絶叫と足音が反響する中、一行は広い通路の先にある「三本の分かれ道」へと辿り着いた。
「ここは、みんなバラバラで行こう! 何かあったら引き返す、わかったね!」
ミドリの号令に、各々が走り出す。
「左からいい匂いがする! 腹減ったーー!」と叫ぶオゥクと、それを追うヤフー。
「呪文がなくても、この杖でぶったたけば大丈夫っしょ!」と右へ消えるチンパン。
そしてミドリとアオは真中の道へ。
しかし――。
「……あれ?」
数分後。猛スピードで走っていた三組は、前方の広場で正面衝突した。
「「「「ぎゃふんっ!!」」」」
「ちょっと、なんであんたたちが右から来るのよ!?」
「いや、俺たちは左に行ったはず……」
アオが周囲を見渡し、呆れたようにため息をついた。
「……ミドリ殿。

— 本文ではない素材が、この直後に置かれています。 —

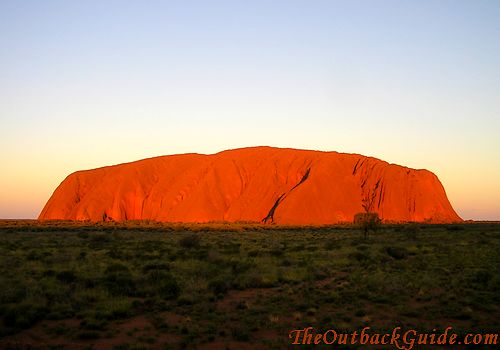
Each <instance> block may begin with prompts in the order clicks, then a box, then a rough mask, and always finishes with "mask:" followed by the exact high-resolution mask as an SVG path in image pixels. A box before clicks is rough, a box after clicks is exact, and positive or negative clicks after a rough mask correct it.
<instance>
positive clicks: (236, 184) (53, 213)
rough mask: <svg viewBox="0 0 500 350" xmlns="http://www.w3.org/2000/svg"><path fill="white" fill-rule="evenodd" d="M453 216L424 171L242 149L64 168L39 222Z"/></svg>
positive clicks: (420, 218)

ここは三本の道に見えて、実は円を描いて戻ってくる一本道……ただの『フェイクロード』じゃ」
全員がガクッと膝をついた、その時だった。
暗がりの向こうから、一匹の小さな影がトコトコと歩み寄ってきた。
「キュイッ?」
それは、愛嬌たっぷりの瞳をした子竜――バックだった。
ミドリ「おお〜バック無事だったんだ〜!」
バック「ミドリさんご無事で!」
ミドリ「はっ?喋ってる!!」
バックはLevel32になり、賢さが爆上がり、喋れる用になっていた。
一同「おお〜すごい!!」
バック「キュイ〜ミドリ〜!!僕は空から落ちて、冥界のコモドドラゴンに襲われたんだけど、何とか倒して、共食いして回復してミドリ達を探していたら、地面に黒い渦が合って、吸い込まれちゃて、ここに来たんだキュイ!!」
バックは警戒する様子もなくミドリに近寄ると、あろうことかその立派な角を、愛情たっぷりにレロレロとなめ回し始めたのだ。
「モ、モウ~! こら、くすぐったいよぉ!」
絶望的なダンジョン攻略の最中、ミドリの角をめぐる、奇妙で平和な時間が流れ始めたのであった。
いかがでしたでしょうか。
三本の道が実は一本の円だったという「フェイクロード」。アオの冷静な分析がなければ、一行は今もダンジョンを無限に走り続けていたかもしれません。
そして何より、再会したバックの成長(?)には驚かされましたね。
「共食い」という壮絶なサバイバルを経て賢くなった彼が、最初にしたことが「ミドリの角をなめること」というあたり、どれだけミドリが大好きだったかが伝わってきます。
殺伐としたダンジョン攻略の合間に訪れた、レロレロと甘い(?)ひととき。この奇妙な絆が、今後の冒険にどう影響するのか……それはまた次のお話で。